El golpeteo de la lluvia sobre el techo del estudio era el único sonido que acompañaba a
Adrián. Había cerrado las cortinas para que la luz exterior no interfiriera, dejando que la
penumbra envolviera cada rincón. El piano estaba abierto, pero sus dedos no tocaban aún.
Solo lo rozaban, como si buscaran permiso para hablar.
La puerta se abrió sin anuncio. Mateo entró con cautela, sosteniendo una lámpara pequeña
en una mano y un termo de café en la otra. La luz cálida del artefacto recortaba su figura
contra la oscuridad, proyectando sombras largas que se mezclaban con las del piano.
—No pensé que estarías aquí tan tarde —dijo Mateo, con voz baja.
—No puedo dormir —respondió Adrián, sin mirarlo—. Ni quiero.
Mateo dejó el café sobre la mesa auxiliar y se acercó lentamente, sentándose en el suelo
frente a él. No dijo nada más. No preguntó. Solo estuvo allí, como si su presencia bastará.
—Tus manos… —susurró Mateo, inclinándose levemente—. Parecen temblar y controlar al
mismo tiempo.
Adrián tragó saliva y bajó la mirada, pero no apartó del todo las manos del piano.
—No digas tonterías.
—No son tonterías —replicó Mateo—. Cada nota tuya dice algo que no quieres admitir.
Un golpe suave de viento movió las cortinas, llenando el estudio de sombras que danzaban
lentamente.
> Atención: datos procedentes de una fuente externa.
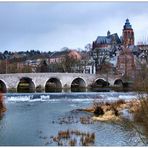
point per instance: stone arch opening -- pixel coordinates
(53, 85)
(118, 82)
(78, 84)
(3, 88)
(26, 85)
(101, 83)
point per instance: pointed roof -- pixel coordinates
(127, 24)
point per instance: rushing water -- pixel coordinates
(31, 119)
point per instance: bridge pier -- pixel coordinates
(45, 81)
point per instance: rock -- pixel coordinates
(98, 111)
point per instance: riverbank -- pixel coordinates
(112, 111)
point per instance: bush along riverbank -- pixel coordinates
(112, 111)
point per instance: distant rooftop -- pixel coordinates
(109, 39)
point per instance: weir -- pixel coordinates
(54, 82)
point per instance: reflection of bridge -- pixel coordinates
(58, 80)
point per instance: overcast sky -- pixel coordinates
(49, 26)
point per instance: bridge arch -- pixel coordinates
(26, 85)
(78, 84)
(3, 88)
(53, 85)
(100, 82)
(118, 82)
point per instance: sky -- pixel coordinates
(50, 26)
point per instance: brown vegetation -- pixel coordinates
(74, 138)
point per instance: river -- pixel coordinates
(31, 119)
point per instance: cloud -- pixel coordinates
(53, 25)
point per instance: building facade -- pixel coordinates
(128, 34)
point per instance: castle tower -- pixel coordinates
(128, 34)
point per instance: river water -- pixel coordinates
(31, 119)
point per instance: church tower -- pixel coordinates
(128, 34)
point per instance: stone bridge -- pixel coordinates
(58, 80)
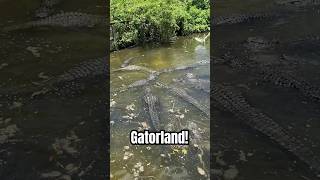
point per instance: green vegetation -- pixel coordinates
(141, 21)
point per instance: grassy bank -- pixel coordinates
(140, 21)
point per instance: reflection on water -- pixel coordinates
(238, 148)
(53, 136)
(128, 112)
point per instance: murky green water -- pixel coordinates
(128, 113)
(50, 137)
(239, 148)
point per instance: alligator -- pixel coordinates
(298, 3)
(134, 68)
(64, 19)
(242, 18)
(46, 8)
(186, 97)
(127, 62)
(223, 97)
(154, 74)
(272, 74)
(153, 108)
(87, 69)
(200, 84)
(288, 80)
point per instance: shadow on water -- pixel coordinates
(159, 162)
(55, 135)
(238, 149)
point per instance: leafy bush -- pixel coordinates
(140, 21)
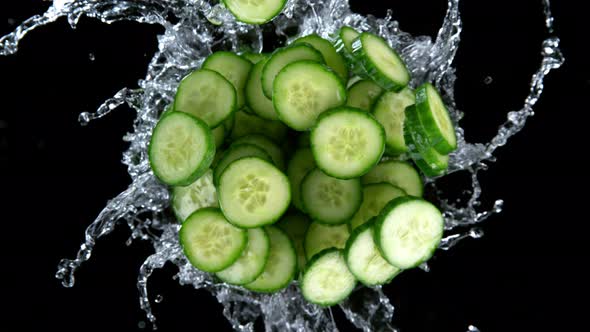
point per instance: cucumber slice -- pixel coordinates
(435, 118)
(181, 149)
(327, 280)
(246, 124)
(235, 152)
(295, 225)
(375, 197)
(380, 62)
(347, 142)
(266, 144)
(281, 265)
(253, 192)
(207, 95)
(197, 195)
(332, 58)
(254, 57)
(255, 98)
(282, 57)
(389, 110)
(319, 237)
(363, 94)
(233, 67)
(255, 12)
(300, 164)
(305, 89)
(364, 259)
(399, 173)
(408, 230)
(329, 200)
(251, 262)
(210, 242)
(430, 162)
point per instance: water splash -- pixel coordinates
(193, 29)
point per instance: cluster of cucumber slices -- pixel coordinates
(293, 143)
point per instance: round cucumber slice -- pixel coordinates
(255, 11)
(364, 259)
(305, 89)
(375, 197)
(408, 230)
(319, 237)
(207, 95)
(329, 200)
(435, 118)
(399, 173)
(197, 195)
(281, 265)
(210, 242)
(347, 142)
(252, 261)
(327, 280)
(181, 149)
(252, 192)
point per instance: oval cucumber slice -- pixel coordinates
(252, 261)
(347, 142)
(327, 280)
(408, 230)
(304, 90)
(252, 192)
(207, 95)
(364, 259)
(320, 236)
(181, 149)
(329, 200)
(281, 265)
(210, 242)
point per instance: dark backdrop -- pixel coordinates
(526, 274)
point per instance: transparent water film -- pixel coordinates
(192, 29)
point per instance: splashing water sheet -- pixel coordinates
(193, 28)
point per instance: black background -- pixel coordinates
(526, 274)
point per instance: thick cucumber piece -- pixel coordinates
(363, 94)
(332, 58)
(364, 259)
(281, 265)
(300, 164)
(380, 62)
(207, 95)
(435, 118)
(210, 242)
(255, 98)
(295, 225)
(375, 197)
(389, 110)
(233, 67)
(305, 89)
(245, 124)
(327, 280)
(197, 195)
(399, 173)
(235, 152)
(408, 230)
(329, 200)
(319, 237)
(255, 12)
(430, 161)
(282, 57)
(252, 261)
(347, 142)
(252, 192)
(266, 144)
(181, 149)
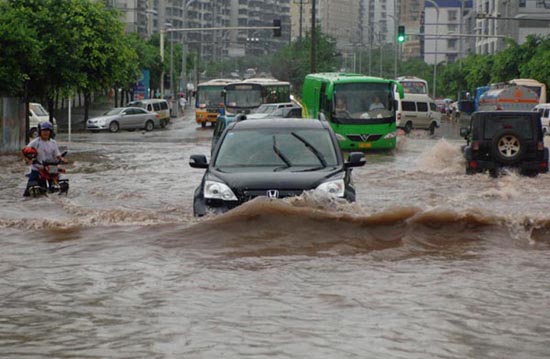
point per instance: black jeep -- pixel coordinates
(505, 139)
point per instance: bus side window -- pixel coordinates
(324, 103)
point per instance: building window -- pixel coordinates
(452, 15)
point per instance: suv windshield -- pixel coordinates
(362, 102)
(520, 124)
(279, 148)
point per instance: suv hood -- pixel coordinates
(282, 179)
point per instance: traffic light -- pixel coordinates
(277, 28)
(401, 34)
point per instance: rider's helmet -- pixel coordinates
(30, 152)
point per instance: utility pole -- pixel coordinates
(313, 64)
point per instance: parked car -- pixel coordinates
(501, 139)
(37, 114)
(544, 110)
(127, 118)
(158, 106)
(417, 111)
(276, 159)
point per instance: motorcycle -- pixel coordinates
(49, 180)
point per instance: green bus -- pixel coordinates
(360, 109)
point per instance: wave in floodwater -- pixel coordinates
(309, 224)
(312, 225)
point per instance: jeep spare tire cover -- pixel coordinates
(508, 147)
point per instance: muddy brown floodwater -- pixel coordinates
(428, 263)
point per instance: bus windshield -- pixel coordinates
(209, 96)
(362, 103)
(414, 86)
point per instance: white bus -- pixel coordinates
(538, 87)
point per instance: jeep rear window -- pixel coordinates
(522, 125)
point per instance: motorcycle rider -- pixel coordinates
(42, 148)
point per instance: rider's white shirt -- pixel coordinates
(47, 150)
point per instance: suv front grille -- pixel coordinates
(248, 195)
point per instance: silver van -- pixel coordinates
(160, 107)
(417, 111)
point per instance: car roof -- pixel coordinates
(279, 122)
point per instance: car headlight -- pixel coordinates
(218, 190)
(339, 137)
(334, 187)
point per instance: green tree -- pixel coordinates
(19, 50)
(292, 62)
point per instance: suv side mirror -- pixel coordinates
(355, 159)
(198, 161)
(464, 132)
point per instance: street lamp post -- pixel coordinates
(435, 46)
(183, 74)
(395, 45)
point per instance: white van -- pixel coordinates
(37, 114)
(160, 107)
(417, 111)
(544, 109)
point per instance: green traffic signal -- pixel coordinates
(401, 34)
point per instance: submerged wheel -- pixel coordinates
(432, 128)
(508, 147)
(114, 127)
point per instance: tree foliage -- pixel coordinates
(292, 63)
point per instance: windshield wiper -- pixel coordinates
(281, 156)
(310, 147)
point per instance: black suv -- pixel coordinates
(275, 158)
(500, 139)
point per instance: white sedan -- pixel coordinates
(127, 118)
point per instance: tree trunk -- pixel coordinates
(116, 97)
(87, 97)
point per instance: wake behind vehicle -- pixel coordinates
(275, 159)
(126, 118)
(505, 139)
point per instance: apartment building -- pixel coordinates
(497, 20)
(150, 16)
(447, 26)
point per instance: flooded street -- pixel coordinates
(428, 263)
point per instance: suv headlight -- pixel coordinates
(333, 187)
(218, 190)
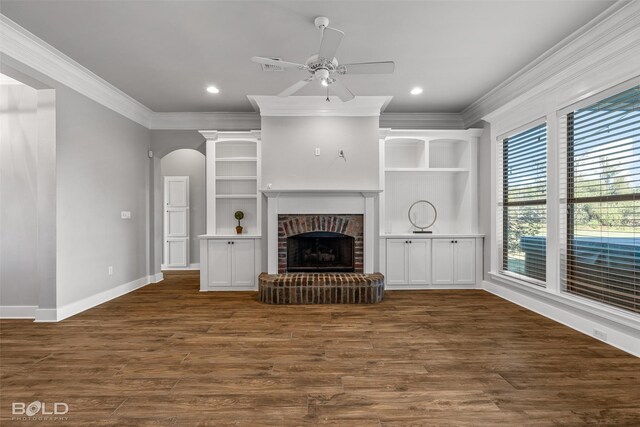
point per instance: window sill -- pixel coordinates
(576, 303)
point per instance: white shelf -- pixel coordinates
(429, 170)
(236, 196)
(236, 178)
(237, 159)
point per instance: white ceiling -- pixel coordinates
(164, 54)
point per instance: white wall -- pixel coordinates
(288, 156)
(103, 168)
(190, 163)
(19, 284)
(484, 190)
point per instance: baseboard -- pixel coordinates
(194, 266)
(18, 311)
(623, 336)
(231, 288)
(66, 311)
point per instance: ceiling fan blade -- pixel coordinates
(295, 87)
(278, 63)
(331, 39)
(385, 67)
(341, 90)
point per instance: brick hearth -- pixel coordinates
(321, 288)
(349, 225)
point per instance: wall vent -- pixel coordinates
(270, 68)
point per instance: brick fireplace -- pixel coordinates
(320, 243)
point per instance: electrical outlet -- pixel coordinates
(601, 335)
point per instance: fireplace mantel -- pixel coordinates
(320, 201)
(271, 192)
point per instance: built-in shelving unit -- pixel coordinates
(233, 180)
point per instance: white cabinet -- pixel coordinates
(408, 262)
(453, 261)
(231, 264)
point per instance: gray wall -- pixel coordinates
(19, 284)
(288, 158)
(484, 193)
(191, 163)
(103, 168)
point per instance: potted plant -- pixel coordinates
(239, 215)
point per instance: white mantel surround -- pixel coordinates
(321, 202)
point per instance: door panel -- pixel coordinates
(177, 224)
(442, 261)
(243, 263)
(418, 261)
(177, 191)
(464, 261)
(396, 262)
(219, 263)
(176, 221)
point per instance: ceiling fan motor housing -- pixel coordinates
(321, 22)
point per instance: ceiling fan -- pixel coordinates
(325, 67)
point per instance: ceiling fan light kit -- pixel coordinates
(324, 66)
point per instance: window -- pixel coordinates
(522, 242)
(600, 226)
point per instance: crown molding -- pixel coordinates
(23, 46)
(611, 33)
(318, 106)
(421, 121)
(221, 121)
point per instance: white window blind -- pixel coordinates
(522, 231)
(600, 201)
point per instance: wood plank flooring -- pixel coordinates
(170, 355)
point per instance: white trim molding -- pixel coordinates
(76, 307)
(421, 121)
(611, 34)
(621, 331)
(23, 46)
(318, 106)
(192, 121)
(18, 311)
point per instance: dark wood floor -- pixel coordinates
(170, 355)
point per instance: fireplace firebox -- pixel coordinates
(320, 251)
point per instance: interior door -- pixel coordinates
(464, 261)
(442, 261)
(176, 221)
(419, 259)
(396, 262)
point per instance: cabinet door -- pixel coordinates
(243, 263)
(396, 262)
(219, 263)
(442, 261)
(464, 261)
(418, 260)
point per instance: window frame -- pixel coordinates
(568, 267)
(503, 203)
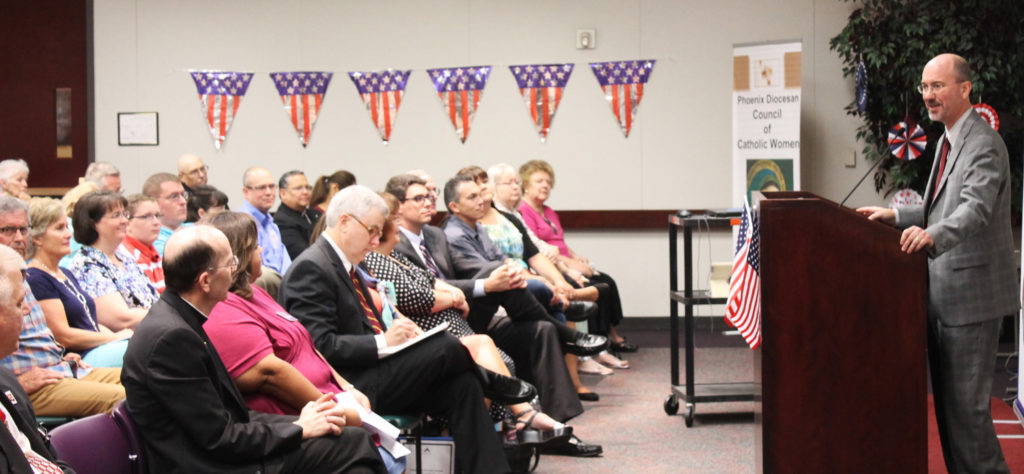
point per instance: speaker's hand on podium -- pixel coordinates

Adrián respiró hondo, intentando mantener el control, pero el peso de la mirada
de Mateo lo desarmaba. Sin pensarlo, colocó su mano sobre la de Mateo mientras ajustaba
una nota en el piano. Fue un roce accidental, pero duró más de lo esperado.
—Adrián… —susurró Mateo, apenas perceptible, con la voz temblorosa.
El pianista no respondió. Solo mantuvo el contacto unos segundos más, sintiendo un
escalofrío recorrerle el brazo. Luego, casi inconscientemente, retiró la mano, pero no del
todo. Mateo inclinó la cabeza, acercando apenas su hombro al suyo, suficiente para que sus
respiraciones se mezclaran en la penumbra.
—No sé cómo manejar esto —admitió Adrián en voz baja, más para sí que para él.
—Yo tampoco —confesó Mateo, sin apartarse—. Pero no quiero que te alejes.
La melodía que emergió del piano en ese momento no era triste ni alegre; era frágil y
temblorosa, un hilo sonoro que parecía traducir cada pensamiento y emoción que ninguno
de los dos podía pronunciar. Cada nota era un eco de sus miedos, de sus deseos no
confesados, de la curiosidad que los mantenía juntos a pesar de todo.
El tiempo se detuvo. Ninguno de los dos habló. Ninguno de los dos necesitaba hacerlo. La
cercanía, los roces accidentales, la música compartida y los silencios cargados de
significado decían más que cualquier palabra.
Finalmente, Mateo apoyó suavemente su cabeza contra la pared, cerca de Adrián, y suspiró.
—Esto… esto es más fuerte de lo que imaginé —dijo, sin mirarlo directamente.
Adrián dejó que su mirada recorriera el perfil de Mateo a contraluz, y por primera vez
admitió para sí mismo que la distancia que había intentado mantener se estaba
desvaneciendo.
—Sí… —susurró, apenas audible—. Lo sé.
El estudio quedó en silencio, salvo por la música que se desvanecía en el eco de las notas
finales y el golpeteo tenue de la lluvia. Esa noche, ambos comprendieron algo que no
podían poner en palabras: la atracción estaba allí, intensa y silenciosa, lista para ser
enfrentada, aunque aún sin cruzar la línea de lo explícito.